Quelques semaines après avoir été interpellé par une équipe de "Complément d'enquête" à propos de The Gateway Pundit, un des plus importants sites de désinformation au monde, Google a décidé fin août de suspendre la monétisation de ses publicités sur le site, a pu confirmer France Télévisions vendredi 3 septembre.
C'est le fondateur du site, le très conservateur Jim Hoft, qui a annoncé la nouvelle par communiqué : "Nous avons appris vendredi [27 août] que Google avait exclu The Gateway Pundit de son système de monétisation publicitaire. The Gateway Pundit fait partie des 200 plus importants sites web américains (…). A cause de notre succès continu et de nos orientations conservatrices, nous sommes régulièrement censurés et interdits par les géants de la technologie. Malgré cela, nos chiffres continuent de grossir d'année en année. Google est sûrement l'une des entreprises les plus dangereuses dans le monde aujourd'hui."
Cette sanction de Google survient alors que The Gateway Pundit, créé en 2004, est au cœur d'une investigation du magazine "Complément d'enquête" depuis plusieurs mois. La décision du géant du web a été annoncée quelques jours avant la diffusion de l'émission "Fake news : la machine à fric", dans laquelle les journalistes Aude Favre et Sylvain Louvet avaient interviewé le responsable des politiques publiques de Google France, et l'avaient interrogé sur le cas de The Gateway Pundit.
Des recettes estimées à 200 000 euros par mois
Tout commence en mai dernier. La journaliste Aude Favre convainc le très discret Jim Hoft, créateur de ce site controversé, de recevoir les caméras de France 2 dans sa luxueuse villa de la banlieue de Saint-Louis, dans l'Etat du Missouri. Avec les fake news diffusées sur son site – comme des articles expliquant que les masques sont "inefficaces et peuvent provoquer une mort prématurée" ou encore que le gouvernement américain aurait "approuvé une vidéo de Joe Biden appelant à un djihad musulman" –, The Gateway Pundit revendique 50 millions de pages vues chaque mois. Ce qui, selon un expert contacté par France 2, pourrait lui rapporter 200 000 euros mensuels.

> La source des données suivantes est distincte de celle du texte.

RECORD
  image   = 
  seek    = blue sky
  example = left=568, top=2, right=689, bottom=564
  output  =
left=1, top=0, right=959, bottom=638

Interrogé sur sa participation à un "business de la désinformation", Jim Hoft s'était défendu en expliquant : "Ici, les gens peuvent dire ce qu'ils veulent, et il faut qu'ils le fassent. Et c'est pas un crétin de Google qui va les faire taire. Je suis pas nazi, mais les nazis ont tout à fait le droit de s'exprimer. (…) Au Gateway Pundit, nous sommes à la pointe du combat pour la liberté d'expression. On veut sauver l'Amérique, parce que – et ça, je pense que les Européens, vous ne comprenez pas – l'Amérique est à la pointe du combat pour la liberté d'expression. Et si nous échouons dans cette mission, le monde entier court à sa perte, donc franchement, allez-vous faire foutre !"

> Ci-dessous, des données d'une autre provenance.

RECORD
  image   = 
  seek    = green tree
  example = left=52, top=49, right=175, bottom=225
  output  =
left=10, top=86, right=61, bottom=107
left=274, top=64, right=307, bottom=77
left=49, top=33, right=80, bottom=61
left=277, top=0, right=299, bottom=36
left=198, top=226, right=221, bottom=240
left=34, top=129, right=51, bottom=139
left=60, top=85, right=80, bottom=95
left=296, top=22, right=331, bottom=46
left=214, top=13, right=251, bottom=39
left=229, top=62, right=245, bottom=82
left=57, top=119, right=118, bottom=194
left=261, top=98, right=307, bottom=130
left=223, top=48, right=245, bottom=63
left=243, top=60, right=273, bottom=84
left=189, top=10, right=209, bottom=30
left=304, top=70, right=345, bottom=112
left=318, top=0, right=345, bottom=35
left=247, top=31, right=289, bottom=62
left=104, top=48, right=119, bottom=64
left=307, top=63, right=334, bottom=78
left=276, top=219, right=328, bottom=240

Après cette interview houleuse, Jim Hoft avait publié un photomontage d'Aude Favre dans un article intitulé "Une organisation liée à Bill Gates envoie un joli appât français pour démolir The Gateway Pundit. Mais elle a lamentablement échoué, et est rentrée chez elle".
Google était alerté depuis plusieurs années
En juillet, les équipes de "Complément d'enquête" avaient rencontré Benoît Tabaka, directeur des politiques publiques de Google France. Le géant du web, qui s'exprime rarement sur le sujet, s'était alors engagé à étudier de près la liste des sites de désinformation qui, d'après "Complément d'enquête", sont alimentés par Google.

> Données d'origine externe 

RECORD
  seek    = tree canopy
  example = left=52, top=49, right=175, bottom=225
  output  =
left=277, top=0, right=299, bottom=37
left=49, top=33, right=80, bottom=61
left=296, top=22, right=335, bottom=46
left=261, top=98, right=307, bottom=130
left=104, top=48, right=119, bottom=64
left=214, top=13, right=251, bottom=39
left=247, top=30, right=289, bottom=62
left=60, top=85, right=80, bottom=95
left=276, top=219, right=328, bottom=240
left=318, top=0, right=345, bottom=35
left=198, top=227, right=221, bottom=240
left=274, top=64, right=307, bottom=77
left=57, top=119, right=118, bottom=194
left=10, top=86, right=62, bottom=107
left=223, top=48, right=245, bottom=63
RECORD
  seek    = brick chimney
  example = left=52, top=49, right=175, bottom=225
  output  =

Les journalistes avaient notamment interrogé Benoît Tabaka sur le cas de The Gateway Pundit, démontrant que le site semblait bien contrevenir aux règles de Google, qui assure proscrire le "contenu qui fait état de déclarations manifestement fausses, et susceptibles d'affaiblir considérablement la participation à un processus électoral ou démocratique, ou la confiance dans celui-ci" ou encore le "contenu relayant des allégations dangereuses dans le domaine de la santé, ou lié à une crise sanitaire majeure actuelle et contraire au consensus scientifique officiel". Quelques semaines plus tard, Google envoyait un mail à Jim Hoft, publié sur son site, pour lui signifier l'arrêt de la monétisation de ses publicités.
Grâce aux publicités acheminées par Google, les producteurs de désinformation toucheraient chaque année plus de 86 millions de dollars, d'après l'ONG Global Disinformation Index. Les associations de lutte contre les fausses infos interpellaient Google depuis plusieurs années sur le cas du site de Jim Hoft. Contacté après l'annonce de The Gateway Pundit, Google ne nous a pas répondu.